De pronto nos encontramos en algún parche, pero él no me ve. Yo tampoco. Hemos llegado al virtuosismo de pelearnos por ser el primero en no ver al otro. Son las reglas de juego. Tiene razón Diego cuando afirma que uno se las da de solitario y de inmediato es sospechoso de todo. De aberraciones inconfesables, para empezar.
También de haberle prestado el fuego a Nerón para incendiar a Roma, y a Eróstrato para quemar el templo de Efeso; de haberle robado la carta a Napoleón que a partir de entonces, se mantenía con la mano entre el bolsillo de la casaca.
Cusumbosolo que se respete tiene cara de infiel, de "haberse robado las llaves de la noche". Diego y yo tenemos esa cara.
Cuando me las doy de solitario siento que le doy al mundo la oportunidad de que se desencarte de mí. Por unas horas nada más.
Uno de mis placeres de ocioso jubiloso jubilado es perderme en la urbe. Es cuando ejerzo el derecho a ver no ver a alguien. (Por supuesto, sé que ese alguien me paga con idéntica moneda).
A veces reencuentro rostros con telarañas que habían desaparecido de mi disco duro. Nos encontramos en las arrugas que nos descubrimos.
Es rico entrar en una liberadora sala de billar, a ver cómo una trinidad de marfil se da contra las paredes.
Visito alguna Iglesia no para pedir más, sino para no tener menos. Eso ya es ganancia.
Vale la pena ingresar a algún club de ajedrez a buscar a nadie, y a observar jugadores que enrocan corto, o hacen algún sutil -o inútil- sacrificio de torre.
Un mimo tristemente feliz estampará una sonrisa de papel en la solapa del saco a cambio de una moneda que lo hará 200 pesos menos pobre.
De pronto verás a un raponero que les regalará a los transeúntes una improvisada carrera de 100 metros planos por una billetera que cambió de dueño.

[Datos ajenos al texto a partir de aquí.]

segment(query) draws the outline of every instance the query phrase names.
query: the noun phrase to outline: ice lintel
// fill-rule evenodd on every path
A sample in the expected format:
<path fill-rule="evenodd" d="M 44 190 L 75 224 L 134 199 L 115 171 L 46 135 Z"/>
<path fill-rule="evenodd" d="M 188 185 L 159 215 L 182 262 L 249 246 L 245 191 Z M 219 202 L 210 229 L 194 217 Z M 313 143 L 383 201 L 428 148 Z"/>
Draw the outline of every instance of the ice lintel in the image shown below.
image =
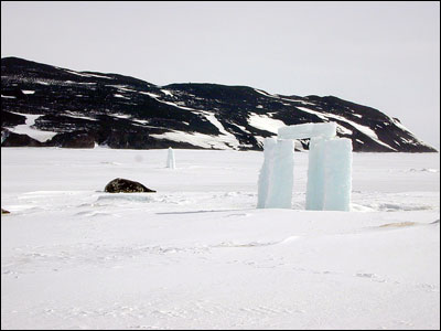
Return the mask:
<path fill-rule="evenodd" d="M 336 136 L 336 122 L 308 122 L 281 127 L 278 130 L 279 139 L 305 139 L 305 138 L 333 138 Z"/>

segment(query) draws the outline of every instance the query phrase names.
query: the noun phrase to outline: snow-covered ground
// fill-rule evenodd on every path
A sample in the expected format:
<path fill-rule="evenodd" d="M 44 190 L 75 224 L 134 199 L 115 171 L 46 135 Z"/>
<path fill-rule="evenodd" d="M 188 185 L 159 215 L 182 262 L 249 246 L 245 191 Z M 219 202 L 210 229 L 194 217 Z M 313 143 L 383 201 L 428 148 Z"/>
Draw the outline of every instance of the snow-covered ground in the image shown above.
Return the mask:
<path fill-rule="evenodd" d="M 354 154 L 351 212 L 256 210 L 261 152 L 1 149 L 2 329 L 439 329 L 440 156 Z M 103 192 L 115 178 L 158 193 Z"/>

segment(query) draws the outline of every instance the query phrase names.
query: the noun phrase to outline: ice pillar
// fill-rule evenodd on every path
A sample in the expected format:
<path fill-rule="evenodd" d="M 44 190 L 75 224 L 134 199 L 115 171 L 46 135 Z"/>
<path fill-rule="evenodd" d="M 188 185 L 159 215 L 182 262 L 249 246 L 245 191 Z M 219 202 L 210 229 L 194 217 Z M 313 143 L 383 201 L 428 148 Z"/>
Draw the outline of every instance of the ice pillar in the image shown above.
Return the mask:
<path fill-rule="evenodd" d="M 294 141 L 277 140 L 273 160 L 265 207 L 291 209 L 294 180 Z"/>
<path fill-rule="evenodd" d="M 171 147 L 169 147 L 169 153 L 166 156 L 166 168 L 170 169 L 176 168 L 176 163 L 174 161 L 174 150 Z"/>
<path fill-rule="evenodd" d="M 352 141 L 347 138 L 325 142 L 324 211 L 349 211 L 352 191 Z"/>
<path fill-rule="evenodd" d="M 351 139 L 312 138 L 308 167 L 306 210 L 349 211 Z"/>
<path fill-rule="evenodd" d="M 324 200 L 324 138 L 311 138 L 308 154 L 306 211 L 323 210 Z"/>
<path fill-rule="evenodd" d="M 273 156 L 277 146 L 276 138 L 265 138 L 263 141 L 263 163 L 259 173 L 259 181 L 257 183 L 257 207 L 265 209 L 268 196 L 268 188 L 273 164 Z"/>

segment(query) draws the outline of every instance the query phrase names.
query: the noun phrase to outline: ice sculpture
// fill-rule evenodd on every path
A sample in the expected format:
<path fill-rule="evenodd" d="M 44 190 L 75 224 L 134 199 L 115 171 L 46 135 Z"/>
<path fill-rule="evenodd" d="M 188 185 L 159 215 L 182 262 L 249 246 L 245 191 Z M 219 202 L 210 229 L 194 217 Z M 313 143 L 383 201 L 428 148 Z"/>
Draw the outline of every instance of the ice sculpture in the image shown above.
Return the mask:
<path fill-rule="evenodd" d="M 294 178 L 294 141 L 278 139 L 269 175 L 267 209 L 290 209 Z"/>
<path fill-rule="evenodd" d="M 348 211 L 352 190 L 352 141 L 336 137 L 335 122 L 279 128 L 278 140 L 265 140 L 258 207 L 291 207 L 293 139 L 310 140 L 306 210 Z M 272 140 L 270 140 L 272 139 Z M 290 142 L 288 142 L 290 141 Z"/>
<path fill-rule="evenodd" d="M 268 188 L 270 181 L 270 173 L 273 161 L 273 153 L 277 145 L 276 138 L 265 138 L 263 141 L 263 164 L 260 169 L 258 181 L 258 201 L 257 207 L 265 209 L 268 196 Z"/>

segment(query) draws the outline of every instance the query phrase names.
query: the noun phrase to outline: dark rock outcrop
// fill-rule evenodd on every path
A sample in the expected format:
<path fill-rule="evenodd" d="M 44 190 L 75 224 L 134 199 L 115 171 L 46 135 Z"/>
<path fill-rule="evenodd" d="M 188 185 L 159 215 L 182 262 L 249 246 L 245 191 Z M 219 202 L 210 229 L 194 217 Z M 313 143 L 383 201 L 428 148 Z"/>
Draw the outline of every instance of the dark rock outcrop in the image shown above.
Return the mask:
<path fill-rule="evenodd" d="M 2 147 L 261 150 L 280 125 L 323 121 L 337 122 L 337 136 L 352 139 L 354 151 L 437 151 L 397 118 L 334 96 L 272 95 L 217 84 L 158 86 L 117 74 L 1 60 Z M 19 125 L 28 126 L 29 136 L 13 132 Z M 40 142 L 32 130 L 57 135 Z M 306 139 L 298 148 L 308 146 Z"/>
<path fill-rule="evenodd" d="M 122 178 L 117 178 L 110 181 L 106 188 L 104 189 L 105 192 L 108 193 L 138 193 L 138 192 L 148 192 L 154 193 L 157 191 L 150 190 L 142 185 L 139 182 L 130 181 Z"/>

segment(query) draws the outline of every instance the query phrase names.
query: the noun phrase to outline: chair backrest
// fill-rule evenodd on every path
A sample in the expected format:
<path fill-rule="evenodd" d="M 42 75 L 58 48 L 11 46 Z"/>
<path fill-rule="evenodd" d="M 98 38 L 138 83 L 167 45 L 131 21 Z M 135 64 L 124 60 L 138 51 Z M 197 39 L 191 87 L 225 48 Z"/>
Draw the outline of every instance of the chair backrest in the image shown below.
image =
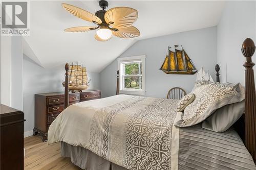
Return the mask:
<path fill-rule="evenodd" d="M 180 100 L 186 94 L 186 91 L 181 88 L 174 87 L 168 91 L 166 98 Z"/>

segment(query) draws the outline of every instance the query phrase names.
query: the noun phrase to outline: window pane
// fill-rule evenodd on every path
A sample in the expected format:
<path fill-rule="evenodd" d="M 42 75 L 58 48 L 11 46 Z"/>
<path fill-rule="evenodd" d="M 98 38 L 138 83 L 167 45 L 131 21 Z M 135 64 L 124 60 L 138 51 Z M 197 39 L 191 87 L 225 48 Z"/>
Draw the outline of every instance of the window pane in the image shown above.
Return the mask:
<path fill-rule="evenodd" d="M 125 75 L 138 75 L 140 62 L 124 64 Z"/>
<path fill-rule="evenodd" d="M 125 77 L 124 88 L 141 89 L 142 80 L 141 77 Z"/>

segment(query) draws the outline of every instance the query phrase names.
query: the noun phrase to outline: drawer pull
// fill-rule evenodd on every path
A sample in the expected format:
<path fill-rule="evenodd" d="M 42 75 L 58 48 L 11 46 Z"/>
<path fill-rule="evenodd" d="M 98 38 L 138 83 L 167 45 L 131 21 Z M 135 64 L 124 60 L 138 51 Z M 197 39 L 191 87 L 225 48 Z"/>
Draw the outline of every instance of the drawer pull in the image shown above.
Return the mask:
<path fill-rule="evenodd" d="M 52 101 L 53 101 L 53 102 L 54 102 L 54 103 L 58 103 L 58 102 L 59 102 L 59 99 L 58 99 L 58 100 L 57 100 L 57 101 L 55 101 L 55 99 L 53 99 Z"/>
<path fill-rule="evenodd" d="M 56 109 L 55 108 L 53 108 L 52 110 L 56 111 L 56 110 L 59 110 L 59 107 L 57 107 Z"/>

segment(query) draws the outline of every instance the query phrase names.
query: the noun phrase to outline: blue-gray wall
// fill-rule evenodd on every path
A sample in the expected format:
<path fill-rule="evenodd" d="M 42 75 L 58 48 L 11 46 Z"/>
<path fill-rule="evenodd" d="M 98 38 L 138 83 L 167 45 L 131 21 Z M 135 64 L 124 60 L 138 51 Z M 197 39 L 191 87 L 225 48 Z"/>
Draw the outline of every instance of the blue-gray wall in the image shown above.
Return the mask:
<path fill-rule="evenodd" d="M 243 64 L 245 59 L 241 48 L 247 37 L 256 42 L 256 2 L 227 2 L 217 27 L 217 36 L 221 82 L 241 82 L 244 85 Z M 256 55 L 252 57 L 252 61 L 256 63 Z M 256 79 L 256 74 L 254 76 Z"/>
<path fill-rule="evenodd" d="M 182 45 L 198 70 L 203 67 L 209 70 L 214 79 L 217 63 L 217 27 L 210 27 L 140 40 L 119 57 L 146 55 L 146 96 L 165 98 L 174 87 L 192 89 L 196 78 L 194 75 L 166 75 L 160 70 L 166 55 L 168 46 Z M 100 75 L 102 97 L 115 94 L 117 59 L 103 69 Z"/>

La dueña del restaurante meridiano donde te cambian la sopa por huevo adicional, o por un patacón, se alegrará de verte después de una prolongada ausencia. Confiesa que te creía cargando gladiolos en el barrio de los acostados.
El menú del caminante incluye visita al museo Botero a detallar la pintura del único Picasso que verás en tu vida. O comprar en la librería agáchese la novela que buscabas. O que te buscaba.
Agotada la agenda, se impone el regreso al cambuche. Se mantienen las ganas de repetir ese rejuvenecedor ritual de golondrina solitaria.
Quedé de reunirme con mi amigo Diego para poner en marcha la Asociación de Consumbosolos de Colombia, ASOCCO. Él será el presidente perpetuo por derecho propio, como creador. Yo el vicepresidente y aguatero, un destino que me encantó desde que supe de su existencia dentro de la burocracia del fútbol. No tenemos afán. Sería violar el reglamento.